Nice buck. Sometimes better to be lucky than good. Looks like you were both that day. Well done!


----------



## mjensen1313 (Jul 29, 2015)

Congrats! gotta love finding those spots you missed before that are holding the deer.


----------



## Mr.CheddarNut (Jan 16, 2013)

congrats on a nice buck

Cheddar


----------



## 35whelen (Jul 3, 2012)

Beautiful wide buck! Congratulations


----------



## Utahyounggun (Nov 5, 2014)

Thanks everyone!


----------



## CPAjeff (Dec 20, 2014)

Congrats on a stud buck, thanks for sharing!


----------



## AF CYN (Mar 19, 2009)

Nice! Is he a 3x4 or a 4x4?


----------



## Utahyounggun (Nov 5, 2014)

He is a 3x4


----------



## BuckEyes (Jun 9, 2015)

Nice Buck, Congratulations.


----------



## Utahyounggun (Nov 5, 2014)

Thank you


----------



## El Casador (Aug 27, 2009)

Good looking Buck, congrats


----------



## Utahyounggun (Nov 5, 2014)

Thank you! It was definitely a chore getting him out but worth it! I think I'll have him mounted so if anyone has any good taxidermist suggestions those would be appreciated.


----------



## brendo (Sep 10, 2013)

Utahyounggun said:


> Thank you! It was definitely a chore getting him out but worth it! I think I'll have him mounted so if anyone has any good taxidermist suggestions those would be appreciated.

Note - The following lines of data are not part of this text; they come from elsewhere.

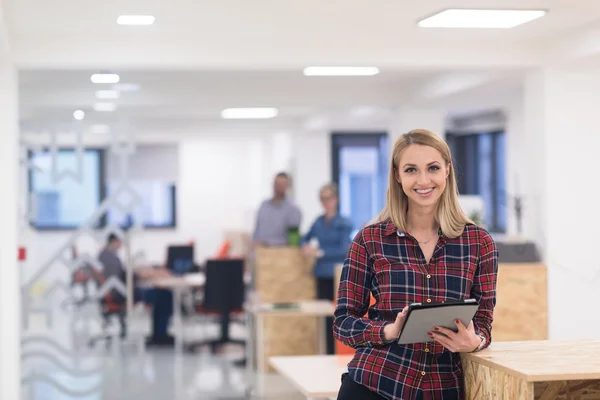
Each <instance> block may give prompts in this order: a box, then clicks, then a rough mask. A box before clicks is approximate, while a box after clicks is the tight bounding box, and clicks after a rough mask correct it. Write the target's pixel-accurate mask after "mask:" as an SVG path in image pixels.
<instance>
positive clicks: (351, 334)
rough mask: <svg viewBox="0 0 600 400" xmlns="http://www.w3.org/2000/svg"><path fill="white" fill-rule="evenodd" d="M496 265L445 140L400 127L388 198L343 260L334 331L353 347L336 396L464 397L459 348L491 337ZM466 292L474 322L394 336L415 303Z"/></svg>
mask: <svg viewBox="0 0 600 400" xmlns="http://www.w3.org/2000/svg"><path fill="white" fill-rule="evenodd" d="M497 270H498V251H497V248H496V245H495V243H494V241H493V239H492V237H491V236H490V234H489V233H488V232H487V231H486V230H485V229H483V228H481V227H478V226H476V225H475V224H474V223H473V222H472V221H471V220H469V219H468V218H467V217H466V216H465V214H464V213H463V211H462V209H461V208H460V205H459V202H458V191H457V185H456V178H455V176H454V168H453V166H452V156H451V154H450V149H449V147H448V145H447V144H446V143H445V142H444V140H443V139H441V138H440V137H439V136H437V135H436V134H434V133H432V132H429V131H427V130H423V129H417V130H413V131H410V132H408V133H406V134H404V135H402V136H401V137H400V138H399V139H398V140H397V141H396V143H395V145H394V150H393V154H392V160H391V165H390V175H389V187H388V193H387V204H386V206H385V207H384V209H383V210H382V212H381V213H380V215H379V216H378V218H377V219H376V222H375V223H373V224H371V225H369V226H367V227H365V228H363V229H362V230H361V231H359V232H358V234H357V235H356V237H355V238H354V240H353V242H352V244H351V246H350V250H349V252H348V256H347V258H346V261H345V262H344V267H343V269H342V276H341V281H340V286H339V290H338V303H337V308H336V311H335V320H334V336H335V337H336V338H337V339H338V340H340V341H341V342H343V343H345V344H347V345H349V346H351V347H354V348H355V349H356V353H355V355H354V357H353V359H352V360H351V361H350V363H349V364H348V372H347V373H345V374H344V375H343V377H342V386H341V388H340V392H339V395H338V400H352V399H360V400H370V399H389V400H400V399H404V400H408V399H411V400H413V399H423V400H425V399H444V400H448V399H462V398H464V393H463V387H462V367H461V360H460V354H459V353H464V352H473V351H479V350H481V349H483V348H485V347H487V346H488V345H489V344H490V343H491V340H492V338H491V328H492V327H491V324H492V320H493V310H494V306H495V304H496V276H497ZM371 294H372V295H373V296H374V297H375V300H376V303H375V305H373V306H372V307H371V308H369V299H370V295H371ZM468 298H473V299H476V300H477V302H478V304H479V308H478V310H477V313H476V314H475V317H474V318H473V321H471V322H470V323H469V324H468V325H467V326H465V325H464V324H463V323H462V322H461V321H460V320H457V321H455V324H456V329H457V331H456V332H455V331H454V330H450V329H446V328H444V327H440V326H436V327H431V332H429V336H430V338H431V340H430V341H429V342H423V343H415V344H410V345H401V344H398V343H397V339H398V336H399V334H400V330H401V329H402V325H403V323H404V318H405V316H406V311H407V309H408V305H409V304H410V303H416V302H422V303H441V302H445V301H451V300H461V299H468ZM367 311H368V317H367V318H365V317H364V315H365V313H366V312H367Z"/></svg>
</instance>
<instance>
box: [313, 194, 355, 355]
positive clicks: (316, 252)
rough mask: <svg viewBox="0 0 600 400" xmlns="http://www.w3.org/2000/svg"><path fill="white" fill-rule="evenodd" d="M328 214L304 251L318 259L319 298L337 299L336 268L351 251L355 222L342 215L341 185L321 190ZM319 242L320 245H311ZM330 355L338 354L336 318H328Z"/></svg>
mask: <svg viewBox="0 0 600 400" xmlns="http://www.w3.org/2000/svg"><path fill="white" fill-rule="evenodd" d="M319 198H320V200H321V204H322V205H323V208H324V210H325V213H324V214H323V215H321V216H319V217H318V218H317V219H316V220H315V222H314V223H313V224H312V226H311V228H310V231H308V233H307V234H306V235H305V236H304V237H303V238H302V243H303V246H302V252H303V253H304V255H305V256H306V257H308V258H316V263H315V269H314V274H315V277H316V278H317V298H318V299H322V300H333V298H334V290H333V289H334V288H333V282H334V279H333V276H334V273H335V266H336V265H337V264H342V263H343V262H344V259H345V258H346V255H347V253H348V249H349V248H350V242H351V240H350V234H351V233H352V222H350V220H349V219H348V218H345V217H342V216H341V215H339V213H338V203H339V195H338V188H337V185H336V184H334V183H329V184H327V185H325V186H323V187H322V188H321V190H320V191H319ZM315 239H316V241H318V246H315V245H314V244H312V243H311V242H312V241H314V240H315ZM325 328H326V329H327V332H326V335H327V336H326V337H327V353H328V354H333V353H334V342H333V318H327V321H326V324H325Z"/></svg>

good work on the buck! I really like the look of him. I would look into some of the forum members that do taxi work. I believe Packout has a pretty good reputation.


----------



## Utahyounggun (Nov 5, 2014)

> good work on the buck! I really like the look of him. I would look into some of the forum members that do taxi work. I believe Packout has a pretty good reputation.


 Thank you! I will check them out!


----------



## Shunter (Jul 23, 2014)

Utahyounggun said:


> Thank you! It was definitely a chore getting him out but worth it! I think I'll have him mounted so if anyone has any good taxidermist suggestions those would be appreciated.


I'd recommend Troy Peterson, Truelife here on the forum


----------



## Bo0YaA (Sep 29, 2008)

Nice buck, good job!


----------